I have been working on a way to back up some of my remote systems. In the past, I would have a timer/cron job to tar everything I wanted to back up, then use scp to distribute the tarballs to their off-site locations. This works well and is quite simple. However, it is inefficient for network bandwidth, and some of my VMs have a metered connection. Incremental updates with tar are not ideal (using “u” will store duplicate files) and restoration is very tedious (incrementals require restoration of main tar plus all incremental files, then a manual clean up of what was removed).
This made me think of using rsync instead. Rsync is great for, well, synchronizing files, but isn’t designed for snapshot type use. Plus instead of one tidy tar file, you have crap all over to worry about.
The solution I came up is a bit odd, but it has been working well. It also requires scratch space equivalent to the amount of space you are backing up. What I do is do an rsync pull from a VM located at the backup location to its own disk. This disk will hold a living copy of the data locally and rsync will only pull the changes, supports compression, so a lot of bandwidth is saved. Then, I use tar to take a snapshot of the synchronized folders, which I keep 30 days worth.

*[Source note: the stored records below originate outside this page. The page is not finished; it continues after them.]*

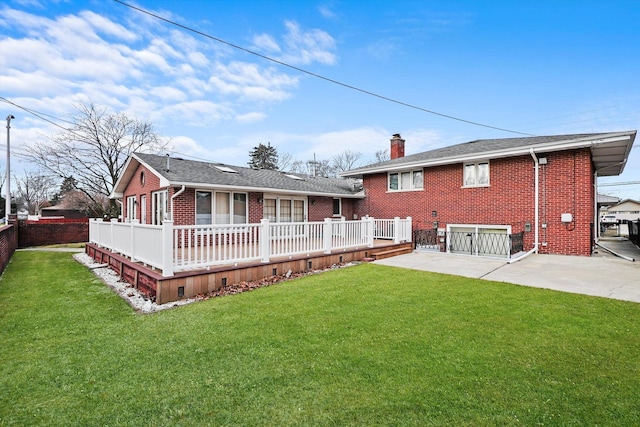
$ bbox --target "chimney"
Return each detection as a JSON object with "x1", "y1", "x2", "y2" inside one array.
[{"x1": 390, "y1": 134, "x2": 405, "y2": 159}]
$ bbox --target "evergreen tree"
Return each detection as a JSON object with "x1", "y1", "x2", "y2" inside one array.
[{"x1": 248, "y1": 142, "x2": 278, "y2": 170}]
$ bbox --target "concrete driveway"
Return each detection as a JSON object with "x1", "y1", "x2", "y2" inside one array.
[{"x1": 373, "y1": 245, "x2": 640, "y2": 303}]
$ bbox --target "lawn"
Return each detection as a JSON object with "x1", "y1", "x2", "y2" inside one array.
[{"x1": 1, "y1": 251, "x2": 639, "y2": 426}]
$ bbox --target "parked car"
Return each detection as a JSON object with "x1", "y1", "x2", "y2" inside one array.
[{"x1": 600, "y1": 214, "x2": 619, "y2": 225}]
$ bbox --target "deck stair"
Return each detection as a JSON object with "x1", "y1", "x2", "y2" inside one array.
[{"x1": 370, "y1": 242, "x2": 414, "y2": 260}]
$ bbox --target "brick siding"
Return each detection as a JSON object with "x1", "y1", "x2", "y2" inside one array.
[
  {"x1": 0, "y1": 223, "x2": 18, "y2": 275},
  {"x1": 355, "y1": 148, "x2": 594, "y2": 256},
  {"x1": 17, "y1": 219, "x2": 89, "y2": 247}
]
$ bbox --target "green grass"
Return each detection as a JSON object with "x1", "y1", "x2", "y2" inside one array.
[{"x1": 1, "y1": 251, "x2": 639, "y2": 426}]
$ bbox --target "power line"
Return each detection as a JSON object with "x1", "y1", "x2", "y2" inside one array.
[
  {"x1": 599, "y1": 181, "x2": 640, "y2": 187},
  {"x1": 0, "y1": 97, "x2": 75, "y2": 133},
  {"x1": 113, "y1": 0, "x2": 535, "y2": 137},
  {"x1": 0, "y1": 97, "x2": 130, "y2": 155}
]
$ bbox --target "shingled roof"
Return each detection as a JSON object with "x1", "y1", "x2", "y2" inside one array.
[
  {"x1": 341, "y1": 131, "x2": 636, "y2": 178},
  {"x1": 111, "y1": 153, "x2": 364, "y2": 199}
]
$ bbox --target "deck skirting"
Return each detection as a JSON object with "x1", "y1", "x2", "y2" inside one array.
[{"x1": 86, "y1": 242, "x2": 413, "y2": 304}]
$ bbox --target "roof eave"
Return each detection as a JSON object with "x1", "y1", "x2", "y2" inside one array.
[
  {"x1": 134, "y1": 180, "x2": 366, "y2": 199},
  {"x1": 341, "y1": 132, "x2": 636, "y2": 177}
]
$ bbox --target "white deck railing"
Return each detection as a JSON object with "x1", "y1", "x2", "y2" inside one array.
[{"x1": 89, "y1": 216, "x2": 412, "y2": 276}]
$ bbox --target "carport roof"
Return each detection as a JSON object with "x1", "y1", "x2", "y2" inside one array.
[{"x1": 341, "y1": 131, "x2": 636, "y2": 178}]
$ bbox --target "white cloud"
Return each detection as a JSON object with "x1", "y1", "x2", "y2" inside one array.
[
  {"x1": 282, "y1": 20, "x2": 337, "y2": 65},
  {"x1": 236, "y1": 112, "x2": 267, "y2": 123},
  {"x1": 318, "y1": 5, "x2": 337, "y2": 19},
  {"x1": 252, "y1": 33, "x2": 281, "y2": 53},
  {"x1": 207, "y1": 61, "x2": 298, "y2": 102},
  {"x1": 252, "y1": 20, "x2": 337, "y2": 66},
  {"x1": 1, "y1": 4, "x2": 309, "y2": 148}
]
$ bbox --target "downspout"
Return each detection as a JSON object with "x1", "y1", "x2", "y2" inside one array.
[
  {"x1": 509, "y1": 149, "x2": 539, "y2": 263},
  {"x1": 170, "y1": 185, "x2": 186, "y2": 221}
]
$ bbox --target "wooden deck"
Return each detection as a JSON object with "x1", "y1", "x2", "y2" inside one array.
[{"x1": 86, "y1": 239, "x2": 413, "y2": 305}]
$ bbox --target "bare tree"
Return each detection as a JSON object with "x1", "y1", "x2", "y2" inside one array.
[
  {"x1": 15, "y1": 171, "x2": 56, "y2": 215},
  {"x1": 289, "y1": 157, "x2": 336, "y2": 177},
  {"x1": 375, "y1": 149, "x2": 390, "y2": 163},
  {"x1": 331, "y1": 149, "x2": 362, "y2": 174},
  {"x1": 277, "y1": 152, "x2": 293, "y2": 171},
  {"x1": 24, "y1": 101, "x2": 167, "y2": 217}
]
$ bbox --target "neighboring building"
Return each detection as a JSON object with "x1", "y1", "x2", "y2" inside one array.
[
  {"x1": 342, "y1": 131, "x2": 636, "y2": 257},
  {"x1": 39, "y1": 207, "x2": 88, "y2": 219},
  {"x1": 605, "y1": 199, "x2": 640, "y2": 223},
  {"x1": 111, "y1": 153, "x2": 365, "y2": 226}
]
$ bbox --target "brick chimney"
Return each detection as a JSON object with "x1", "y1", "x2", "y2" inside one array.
[{"x1": 390, "y1": 134, "x2": 405, "y2": 159}]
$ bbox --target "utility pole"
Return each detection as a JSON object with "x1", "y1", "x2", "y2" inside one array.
[
  {"x1": 307, "y1": 153, "x2": 319, "y2": 177},
  {"x1": 5, "y1": 115, "x2": 14, "y2": 225}
]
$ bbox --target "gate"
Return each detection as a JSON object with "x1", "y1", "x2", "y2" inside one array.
[
  {"x1": 414, "y1": 229, "x2": 439, "y2": 251},
  {"x1": 449, "y1": 226, "x2": 511, "y2": 258},
  {"x1": 510, "y1": 232, "x2": 524, "y2": 255}
]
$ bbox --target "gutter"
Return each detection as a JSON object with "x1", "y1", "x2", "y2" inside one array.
[
  {"x1": 159, "y1": 181, "x2": 366, "y2": 199},
  {"x1": 170, "y1": 185, "x2": 186, "y2": 221}
]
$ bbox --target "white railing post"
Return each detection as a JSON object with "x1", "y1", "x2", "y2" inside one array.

Security wise, it is quite secure, with everything occurring over SSH. Depending on the access required, the largest security flaw is sudo access to root requiring no password. If you are just backing up application data, and not system files, this is probably not required. Here is what is needed:
- Create (or use an existing) account with SSH keys and passwordless sudo access (if required) on the system that will be backed up.
- VM with enough disk space to hold a live copy of the backup data.
Steps:
- Do an rsync pull on the VM where the backups will be stored. Note: -p port can be added to the ssh string below, if required. –rsync-path=”sudo rsync” may be removed if sudo access is not required to back up your data.
rsync -ahP -e “ssh -o StrictHostKeyChecking=no -i /your/ssh/key/here” –delete –rsync-path=”sudo rsync” \
–compress –compress-level=9 \
user@host:/backup1/dir \
… as many as needed … \
/backup-scratch-directory > /backup/destination/directory/`date +%F`.log - You can then do a tar snapshot of the rsync directory:
tar -czpf /backup/destination/directory/`date %F`.tar.gz
- I then make sure to clean up old files with:
find /backup/destination/directory -type f -mtime +30 -exec rm {} \;
I run all this nightly so I end up with a directory full of 30 tarballs with their corresponding log files.